When is neck pain a cause for concern?

Doctor's Answers (3)

Neck pain (back of neck, not the front) must be further evaluated by a specialist with an MRI scan if accompanied by the following:

  1. following an injury (e.g. fall, accident, manipulation)
  2. following a cancer treatment
  3. following fever/chills/rigors with or without sore throat or difficulty in swallowing
  4. spreading of neck pain down your arm
  5. spreading of neck pain upwards with headache, drowsiness, nausea or vomiting
  6. "pins and needles" numbness in either one or both hands/fingers, or rest of your body
  7. unsteadiness or weakness in either one or both hands/fingers, or both legs (e.g. tendency to drop things, tendency to trip or lose balance)
  8. unremitting or worsening pain, day and night, after 2-3 weeks despite adequate neck rest/care and medications from your GP

Thank you for your question. In general, neck pain is a concern if it persists for more than a few days.

It may be a sign of problems in the neck or spine which include:

  1. Degenerative disc disease
  2. Neck strain
  3. Osteoarthritis
  4. Cervical spondylosis
  5. Spinal stenosis
  6. Herniated disc
  7. Cervical radiculopathy

Neck pain can also arise from:

  1. Common infections, such as virus infection, leading to lymph node (gland) swelling and neck pain
  2. Rare infections, such as osteomyelitis, septic discitis, meningitis
  3. Muscular problems of the neck
  4. Poor positioning of the neck while sleeping

Please see a doctor in order to rule out any potentially complicated diagnosis.

Best regards
Dr Quah

Neck pain is a common occurrence especially with the use of our mobile devices like handphones and tablets. Most of the time, it is due to poor posture and prolonged looking down on the laptop computer.

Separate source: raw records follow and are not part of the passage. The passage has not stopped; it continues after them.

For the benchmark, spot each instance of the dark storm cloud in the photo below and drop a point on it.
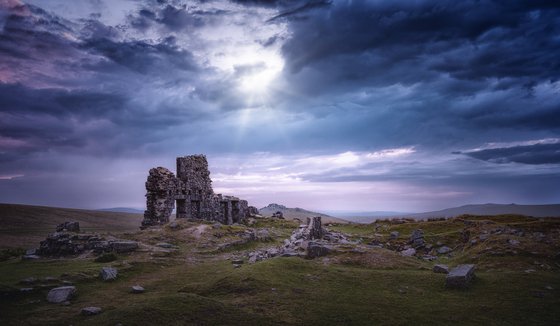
(162, 78)
(144, 57)
(409, 42)
(531, 154)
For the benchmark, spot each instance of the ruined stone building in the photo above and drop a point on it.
(191, 190)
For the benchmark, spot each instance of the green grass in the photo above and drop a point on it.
(199, 286)
(286, 291)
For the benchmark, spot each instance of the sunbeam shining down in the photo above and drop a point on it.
(279, 162)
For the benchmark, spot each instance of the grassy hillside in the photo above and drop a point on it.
(494, 209)
(297, 213)
(517, 283)
(25, 226)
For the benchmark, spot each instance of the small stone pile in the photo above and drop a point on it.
(310, 240)
(252, 211)
(68, 241)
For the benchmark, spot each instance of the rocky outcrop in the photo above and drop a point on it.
(108, 274)
(417, 239)
(440, 268)
(124, 246)
(61, 294)
(278, 215)
(315, 250)
(310, 240)
(67, 243)
(137, 289)
(90, 311)
(191, 190)
(252, 211)
(160, 202)
(68, 227)
(460, 276)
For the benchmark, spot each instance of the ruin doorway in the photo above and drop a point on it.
(182, 211)
(195, 208)
(225, 210)
(235, 211)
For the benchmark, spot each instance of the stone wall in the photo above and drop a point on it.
(192, 191)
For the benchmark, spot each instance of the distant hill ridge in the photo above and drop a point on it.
(296, 212)
(552, 210)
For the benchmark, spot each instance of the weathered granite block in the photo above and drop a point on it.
(191, 190)
(108, 273)
(460, 276)
(61, 294)
(124, 246)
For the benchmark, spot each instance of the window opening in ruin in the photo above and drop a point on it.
(181, 211)
(195, 208)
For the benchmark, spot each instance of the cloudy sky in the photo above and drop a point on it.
(329, 105)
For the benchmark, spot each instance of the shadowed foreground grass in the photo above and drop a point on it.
(281, 291)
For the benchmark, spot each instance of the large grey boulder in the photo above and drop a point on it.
(124, 246)
(444, 250)
(68, 226)
(417, 238)
(61, 294)
(460, 276)
(440, 268)
(137, 289)
(315, 228)
(315, 250)
(108, 273)
(90, 311)
(408, 252)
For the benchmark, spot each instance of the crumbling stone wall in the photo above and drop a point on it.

Neck pain when it is persistent, worst at night and affects your sleep, needs to be assessed by a doctor. If you have any of these symptoms, you will also need an assessment to determine its severity:

  1. history of fall or injury
  2. associated with tingling or pain going down the arm, forearm
  3. past history of cancer
  4. your gait is stiff, less steady
  5. fever, sorethroat
  6. neck stiffness with fever (no history of trauma)

The doctor may order simple tests like x-rays or blood tests and even an MRI if he/she suspects compression of the nerves or spinal cord.